第93章 またこの場所で
Sサイド
ジリジリと照りつける太陽。
庭では今年もまた、ひまわりが元気いっぱいに咲いている。
その根元には、絵の部分が見えるように埋めた2枚のプレート。
「この辺りでいいかな」
「うん」
何度となく通った門の横。
僕は智くんと一緒に、表札を取り付ける。
道のりは険しかったけど…智くんと同じ思いでいたから、強い気持ちを持つことができた。
『大野・櫻井』と掘ってあるそれはまだ見慣れないのもあって、ちょっぴり照れる。
「こんにちは」
「あっ、じいちゃん!」
「2人とも元気そうだね」
背中越しに声をかけてきたその人は、少しシワが増えていた。
「絵をね、持ってきたんだ」
縁側でゴクッと麦茶を飲んだ親友さん…いや、智さんが包みを開いていく。
目に飛び込んできたのは、ひまわり畑にいる男の子の絵。
「うわっ。すごいイケメン」
「この子、しょおくんですよね」
「うん、そう。ずっと記憶にあった男の子の絵」
趣味で描いてるって言ってたけど、職業にしてもいいんじゃないかってくらい上手でびっくりした。
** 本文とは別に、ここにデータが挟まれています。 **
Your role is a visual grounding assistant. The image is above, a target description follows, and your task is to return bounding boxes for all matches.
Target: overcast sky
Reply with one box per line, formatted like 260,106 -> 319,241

僕的には、おじいさんが描いていた独特なシワの線も大好きだったけど。
おじいさん…いや、しょおくんはひまわり畑でよく迷っていたと聞いていた。
でも僕は、絵の中のしょおくんに別の印象がわいてきたんだ。
「不安げというよりも瞳に力強さを感じます」
「んふふ。嬉しいな。しょおくんさ、迷っても迷っても何度でも挑んでたから」
「なんか、じっちゃんらしいな」
「うん」
話を聞いていると、その光景が浮かんでくる。